Energy Transfer reported healthy growth across its major business segments in 4Q2018, including a substantial year/year increase in natural gas volumes on the interstate systems. The higher throughput volumes helped propel revenues to $13.57 billion for the fourth quarter, up from 4Q2017 revenues totaling $11.45 billion. Full-year 2018 revenues totaled $54.09 billion from $40.52 billion for full-year 2017.

The interstate transportation and storage segment saw total natural gas transported volumes climb to just above 11 trillion Btu/d for 4Q2018, versus 7.2 trillion Btu/d in the year-ago quarter. The year/year gains were driven by an increase of 2.2 trillion Btu/d from the start of service on the Rover Pipeline, along with increases of 506 billion Btu/d and 475 billion Btu/d on the Panhandle and Trunkline pipelines, respectively.

The midstreamer also reported a 309 billion Btu/d increase in volumes transported on the Tiger Pipeline, driven by production increases in the Haynesville Shale. The Transwestern Pipeline saw growth of 264 billion Btu/d thanks to “favorable market opportunities in the West, Midcontinent and Waha areas” for volumes transported from the Permian Basin, according to management.

Intrastate natural gas transported volumes totaled 11.7 trillion Btu/d for the quarter, up from 8.9 trillion Btu/d in the year-ago quarter. Management attributed the increase to “favorable market pricing spreads” and to the recent consolidation of Regency Intrastate Gas LP as a subsidiary.

“Contributions from the Bakken crude oil pipeline, Rover and other growth projects were big components” of the financial performance in 4Q2018, CFO Thomas Long said. “…We have a leading footprint across the midstream value chain in nearly all the major producing basins in the U.S. And we continue to find a significant number of accretive growth capital opportunities. Any new project announcements will be carefully evaluated with an emphasis on prudently targeting projects with very favorable returns that will ramp up quickly…
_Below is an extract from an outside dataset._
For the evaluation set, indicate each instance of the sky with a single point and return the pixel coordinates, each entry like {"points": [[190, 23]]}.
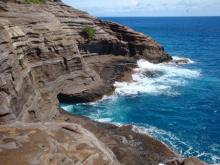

“For 2019, we remain very focused on project execution and safety as well as exercising discipline when it comes to growth. In addition, we are committed to retaining a level of cash flow that allows for flexibility to fund our growth projects.”

For 2018, Energy Transfer spent $4.9 billion on organic growth projects, primarily in its NGL and refined products and midstream segments. The company is guiding for about $5 billion on organic projects for this year.

Asked about Energy Transfer’s spending plans, and specifically whether changes have been made to its approach based on some of the delays and setbacks experienced, CEO Kelcy Warren acknowledged that management has “learned all kinds of lessons, and we’ve made mistakes, and we are correcting those mistakes and will not make those mistakes again.

“So, yeah, we’ve learned a lot. Every place is not Texas, and so we’re making adjustments.”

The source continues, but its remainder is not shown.